2 out of 5
Directed by: Michael Bay
After trying to be more serious with the previous entry, Michael Bay had achieved his franchise goals across three films of manic Shia Lebouf and explosions and declared ‘no more’ in regards to additional flicks, until the almighty dollars lured him back. I can’t / don’t blame him for that, and, if anything, that blend of the director’s brand of professionalism – which at the very least produces movies consistently of a particular type – and that pay-to-play mentality makes the fourth, Mark Wahlberg starring entry the most watchable ‘Formers since the first one.
Which is admittedly a bit of shade on a low bar, but I’ve allowed that I’ve entered into this multi-movie viewing contract with anti-Bay bias, and I think I’ve done my best to set it aside. What emerged, though, was a struggle between on-screen intentions and what was on the page, with now lead writer Ehren Kruger erring towards cartoonish bombast in the dialogue, and Bay delivering on his machismo-saturated heft; a continual revving up of the sweaty grunt of celluloid he’s been developing since Bad Boys… a description which is again heavily coded with bias, though I hope I’m making it clear enough that I accept this as a purposeful approach. You know what you are getting with a blockbuster-sized Bay movie.
Age of Extinction does take some further steps forward on the page, getting partially out of the shadow of Megatron and better establishing an in-universe logicalness to what would’ve likely happened in this scenario: the government has done their best to both ostracize the Transformers (good and bad ones), and also to, y’know, put ’em to work for Uncle Sam.
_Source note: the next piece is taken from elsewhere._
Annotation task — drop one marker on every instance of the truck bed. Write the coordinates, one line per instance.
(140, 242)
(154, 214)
Not as the friendly-ish associates of films two and three, with guest star celebrities playing the bumbling suits who don’t understand what’s going on, but graciously accept their help when Decepticons find some planet-destroying MacGuffin; rather, we get an interesting blending of vibes that led to a pre-Trump (round 1) American, with Kelsey Grammer playing a heartless CIA agent who’s pulling the strings, Titus Welliver as his lackey, Stanley Tucci as a tech-bro who’s working for Grammer’s character for power-hungry reasons, and then on the protagonist side, Wahlberg as the dad-scientist guy representing a pre-Sheridanverse America (nods to Trump, again) of values and rah-rah and don’t-touch-my-daughter. While these characters all land with empty, soundalike snarky thuds on screen, these are better archetypes to play with than those in the preceding entries, where Shia Lebouf’s role never made much sense, the government’s role never made much sense, and the Autobot’s reasons for hanging around never made much sense. At least in Extinction, there’s a willingness to embrace the shallowness of it all – everyone kind of hates one another – and that does work with Bay’s whiplash style. Furthermore, we start to get into some moderately intriguing ‘Formers lore… which I won’t spoil except to say that it doesn’t much go anywhere, but points for adding something new to the mix.
In Age of Extinction, American Farm Daddy Wahlberg finds a broken down Optimus Prime in some wreckage, and does some autorepair to fix ‘im up, which alerts the black ops Grammer team to come hunting for their tech, needing Prime’s magical materials to fuel the secret scary government-run Transformers army being built by Tucci’s tech bro.
Visually, Bay has avoided trying to make the ‘Formers and humans interact as much as they did in film 3 – which always looked janky – but there’s some pretty poorly done green screen at points, with very odd fill-ins for characters walking across a background that seems digital when it’s unclear why practical wouldn’t have sufficed. Additionally while the design team has landed on a better blend of human and mechanical features to give our primaries personalities, the new “nano”-technology ‘bots aren’t as intriguing as the more grounded robots-in-disguise of yore, with nonsense bits of metal floating together like a Windows screensaver. That said, these three hour movies are like 99% CGI, so understood this was a lot of work, my takes are subjective, and probably better to let some green screen moments in versus botching hero shots.
…Not that you have much time to appreciate her shots, as the m.o. here seems to be to establish some plot threads that could likely suffice for a main focus – like Wahlberg and Prime breaking into a ship to rescue some folks – but such and such will get wrapped up in ten minutes, and then we’re on to the next this-could-be-a-whole-movie sequence, boiled down to a flash. Due to the aforementioned removal of any sense of making a flick that’s more than flashing lights and boom-booms, this is “tolerable” in the sense that it washes over you easily enough. Wahlberg’s quips are less grating than Shia’s.
There’s surely more to say, but I’ve also surely said enough, and that statement feels like a good a summary as any of the movie overall.